2 days before Christmas I was ‘installed’ as an Advisor to the church along with about 30 others. What this means I’m not totally sure, but it meant there was a big reception at the church where lots of important people came and the pastor formally introduced us.


They introduced us one at a time, so they would say for example ‘Papa YsopYnoyep Jean Pierre, Douala’. Everyone was either Mama or Papa something because they were all notables, except for me, and even though they were all from Bangou, they would call out the village they were currently working at. When it came to me, ‘Monsieur Angel Velarde, Etats Unis’ the crowd applauded louder than for anyone else. It was really cool and made me feel pretty good. I heard a couple of ‘le blanc!’ from some of the petits, but the applause and hoots were mostly from people I knew.


Afterwards we went to the chefferie (palace) to eat and drink as is custom. The chief’s wives were also installed as advisors so we were all celebrating together.


So what advice to I have for the church here in Bangou? I will probably focus on 3 things which I see as the biggest problems with the church. First, quit instigating problems amongst the Protestants and Catholics. There is a long history of rivalism between the two denominations because it was mostly the British, German and Americans who brought the protestant denomination here, and the French, Italians and others who brought the catholic denomination. They of course were competing to win as many converts as possible and preached exclusion and flamed rivalism.
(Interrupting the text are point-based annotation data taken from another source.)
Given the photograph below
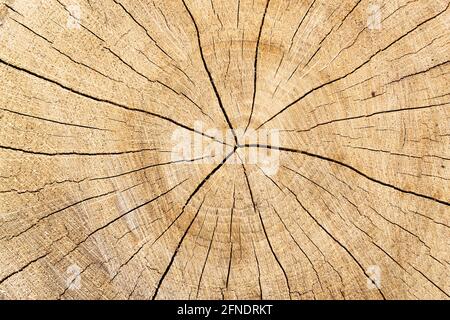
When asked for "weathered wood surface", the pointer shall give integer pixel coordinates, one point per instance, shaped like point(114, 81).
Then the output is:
point(96, 96)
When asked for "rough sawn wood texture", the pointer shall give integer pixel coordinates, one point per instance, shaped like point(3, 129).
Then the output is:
point(95, 95)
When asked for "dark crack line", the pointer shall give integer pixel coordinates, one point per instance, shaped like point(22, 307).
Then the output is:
point(354, 70)
point(143, 28)
point(336, 241)
point(207, 255)
point(74, 153)
point(77, 245)
point(166, 271)
point(110, 102)
point(205, 65)
point(196, 190)
point(306, 153)
point(265, 232)
point(255, 66)
point(373, 114)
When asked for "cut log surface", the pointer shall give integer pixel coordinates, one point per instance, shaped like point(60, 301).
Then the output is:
point(224, 149)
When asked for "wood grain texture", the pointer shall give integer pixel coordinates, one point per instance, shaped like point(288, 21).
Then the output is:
point(95, 97)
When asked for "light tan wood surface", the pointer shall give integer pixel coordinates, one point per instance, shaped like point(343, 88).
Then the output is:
point(224, 149)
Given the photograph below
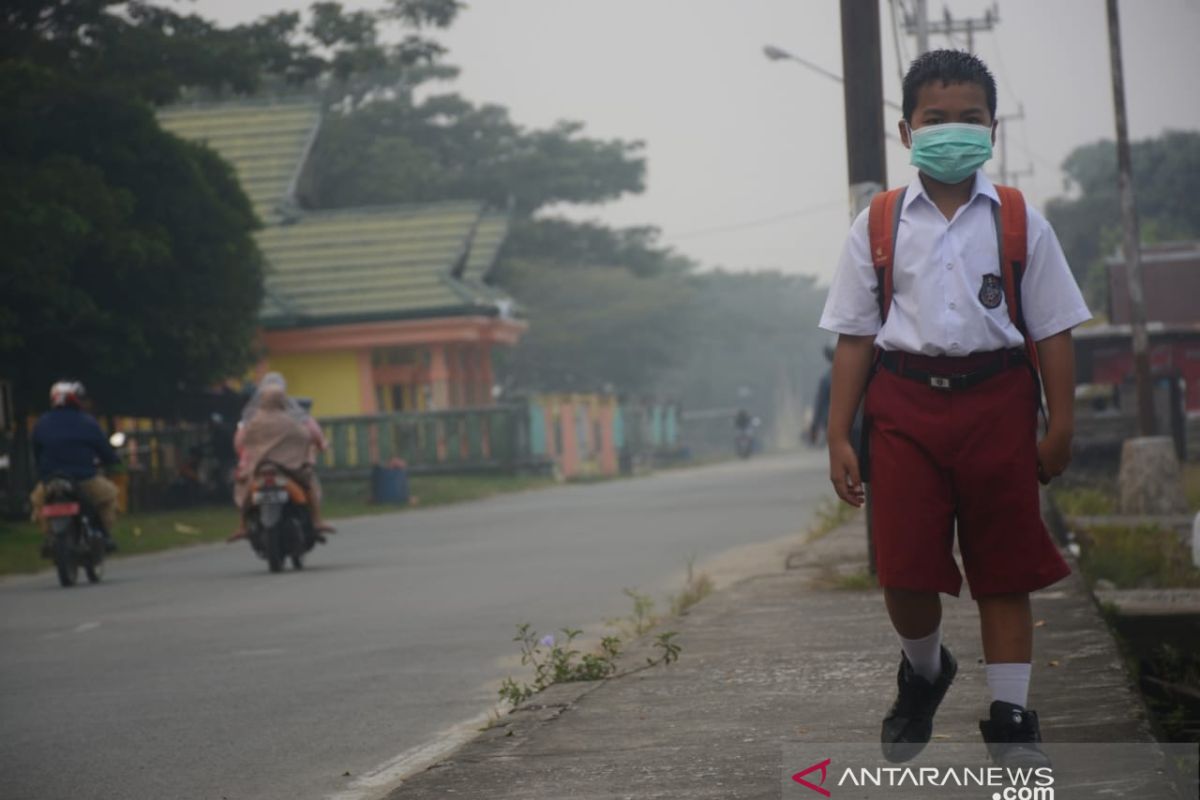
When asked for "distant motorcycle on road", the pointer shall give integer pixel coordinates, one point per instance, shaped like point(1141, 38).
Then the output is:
point(747, 441)
point(279, 521)
point(75, 537)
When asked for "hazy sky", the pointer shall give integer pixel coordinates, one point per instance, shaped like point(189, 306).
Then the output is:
point(747, 160)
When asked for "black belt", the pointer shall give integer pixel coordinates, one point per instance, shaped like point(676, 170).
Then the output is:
point(1001, 360)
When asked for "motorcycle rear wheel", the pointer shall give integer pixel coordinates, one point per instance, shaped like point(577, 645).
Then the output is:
point(65, 563)
point(274, 549)
point(298, 543)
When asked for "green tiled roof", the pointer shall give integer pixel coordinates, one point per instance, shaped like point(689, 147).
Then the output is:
point(490, 233)
point(265, 142)
point(352, 264)
point(381, 263)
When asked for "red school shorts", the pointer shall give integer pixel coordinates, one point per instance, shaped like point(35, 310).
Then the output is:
point(966, 456)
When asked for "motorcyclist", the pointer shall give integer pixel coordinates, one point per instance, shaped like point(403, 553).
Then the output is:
point(69, 441)
point(276, 428)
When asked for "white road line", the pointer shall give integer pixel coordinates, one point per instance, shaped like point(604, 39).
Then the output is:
point(387, 776)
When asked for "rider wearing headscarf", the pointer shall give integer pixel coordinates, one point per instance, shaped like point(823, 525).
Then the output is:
point(276, 428)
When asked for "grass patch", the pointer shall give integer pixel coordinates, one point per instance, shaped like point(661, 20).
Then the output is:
point(861, 581)
point(136, 535)
point(1085, 501)
point(1192, 485)
point(829, 516)
point(1143, 557)
point(153, 531)
point(832, 578)
point(695, 588)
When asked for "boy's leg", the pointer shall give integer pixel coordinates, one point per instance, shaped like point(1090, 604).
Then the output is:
point(1006, 624)
point(917, 619)
point(912, 527)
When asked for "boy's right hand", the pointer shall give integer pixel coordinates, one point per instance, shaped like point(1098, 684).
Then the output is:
point(844, 473)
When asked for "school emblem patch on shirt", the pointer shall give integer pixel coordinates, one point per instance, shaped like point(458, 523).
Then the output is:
point(991, 292)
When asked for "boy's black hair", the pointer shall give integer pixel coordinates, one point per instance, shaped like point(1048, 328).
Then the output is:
point(947, 67)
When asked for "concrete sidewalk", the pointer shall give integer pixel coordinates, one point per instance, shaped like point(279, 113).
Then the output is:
point(777, 659)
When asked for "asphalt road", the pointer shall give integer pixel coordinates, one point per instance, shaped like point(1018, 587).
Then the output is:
point(198, 674)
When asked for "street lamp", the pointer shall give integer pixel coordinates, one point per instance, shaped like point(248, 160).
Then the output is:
point(779, 54)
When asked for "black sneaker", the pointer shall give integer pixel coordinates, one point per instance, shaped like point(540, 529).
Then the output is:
point(1012, 735)
point(910, 723)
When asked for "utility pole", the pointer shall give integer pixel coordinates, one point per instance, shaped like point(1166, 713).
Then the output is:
point(863, 90)
point(862, 64)
point(1132, 235)
point(1014, 174)
point(917, 24)
point(1002, 134)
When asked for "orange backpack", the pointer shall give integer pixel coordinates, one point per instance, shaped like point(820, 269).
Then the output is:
point(883, 221)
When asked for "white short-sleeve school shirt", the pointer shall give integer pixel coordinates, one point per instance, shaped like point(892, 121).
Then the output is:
point(939, 276)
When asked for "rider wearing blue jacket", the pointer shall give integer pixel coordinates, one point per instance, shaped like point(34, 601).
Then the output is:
point(69, 441)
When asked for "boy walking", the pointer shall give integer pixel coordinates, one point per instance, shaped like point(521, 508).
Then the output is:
point(942, 319)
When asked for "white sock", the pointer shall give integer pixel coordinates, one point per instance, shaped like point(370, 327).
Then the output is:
point(1009, 683)
point(925, 654)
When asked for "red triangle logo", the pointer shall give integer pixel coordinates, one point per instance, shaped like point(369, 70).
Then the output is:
point(816, 787)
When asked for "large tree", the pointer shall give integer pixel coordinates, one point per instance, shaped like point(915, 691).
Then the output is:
point(127, 258)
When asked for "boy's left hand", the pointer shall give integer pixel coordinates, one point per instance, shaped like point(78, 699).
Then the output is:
point(1054, 455)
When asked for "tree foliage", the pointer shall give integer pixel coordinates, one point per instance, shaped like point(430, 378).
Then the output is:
point(129, 259)
point(397, 150)
point(156, 53)
point(595, 329)
point(1167, 170)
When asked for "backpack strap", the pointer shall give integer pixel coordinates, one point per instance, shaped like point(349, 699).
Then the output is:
point(1012, 240)
point(882, 223)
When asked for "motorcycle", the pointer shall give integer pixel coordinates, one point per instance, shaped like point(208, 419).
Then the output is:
point(747, 441)
point(279, 521)
point(76, 537)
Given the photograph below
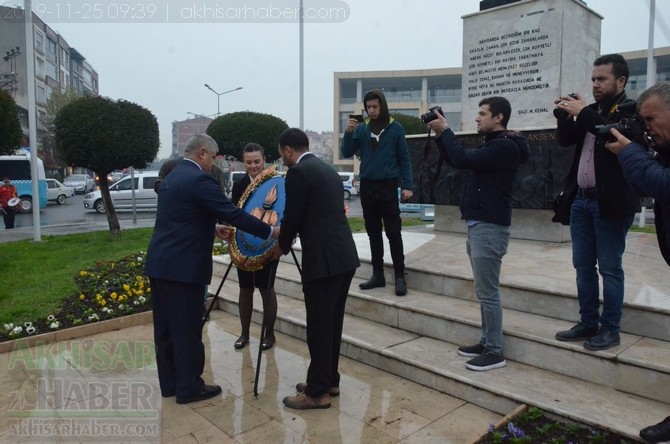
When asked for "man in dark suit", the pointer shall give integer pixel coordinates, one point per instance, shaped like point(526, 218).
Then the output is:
point(314, 211)
point(179, 266)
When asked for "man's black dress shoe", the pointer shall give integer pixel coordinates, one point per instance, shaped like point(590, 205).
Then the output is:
point(604, 340)
point(658, 432)
point(208, 391)
point(241, 342)
point(579, 332)
point(375, 281)
point(400, 287)
point(267, 343)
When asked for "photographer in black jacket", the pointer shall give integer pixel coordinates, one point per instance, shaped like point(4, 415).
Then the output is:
point(486, 207)
point(603, 209)
point(650, 174)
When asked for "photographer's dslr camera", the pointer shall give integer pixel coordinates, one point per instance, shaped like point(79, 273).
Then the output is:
point(631, 126)
point(561, 114)
point(432, 114)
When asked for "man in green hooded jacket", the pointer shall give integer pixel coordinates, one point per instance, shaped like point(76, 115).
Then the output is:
point(385, 167)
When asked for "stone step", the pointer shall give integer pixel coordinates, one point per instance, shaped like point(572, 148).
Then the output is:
point(530, 292)
point(435, 364)
point(529, 338)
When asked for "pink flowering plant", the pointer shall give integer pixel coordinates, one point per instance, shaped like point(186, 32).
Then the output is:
point(106, 290)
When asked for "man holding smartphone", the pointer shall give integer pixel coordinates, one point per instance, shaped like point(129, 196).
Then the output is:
point(385, 166)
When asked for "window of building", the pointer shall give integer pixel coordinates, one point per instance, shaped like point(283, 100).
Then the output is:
point(454, 120)
point(39, 41)
point(39, 67)
point(51, 70)
point(40, 94)
point(396, 89)
point(51, 50)
point(444, 89)
point(65, 57)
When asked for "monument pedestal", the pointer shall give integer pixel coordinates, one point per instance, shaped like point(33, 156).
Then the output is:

The second thing would be for the church to start projects to help the community. They are very concerned with helping each other, building a new church building (which you could argue they need), but they are not active in helping the community come out of its poverty. Along with building the faith, that should be job number one.


The third thing is something that is a problem in every church. When we were being installed as advisors, they asked people to come take communion, but polygamists, who include the chief as well as many notables, were not allowed to partake.


Now, I’m not for polygamy, but who are we to exclude anyone from taking part in communion with God? The chief and I spoke to the pastors separately, and I think they understand our viewpoint. The church should be a place where everyone is welcome, no matter what orientation or how many wives you have. It is up to God to change us and help us see our sin, with the help of the church. But we should not be excluding anyone from coming and feeling welcome at church.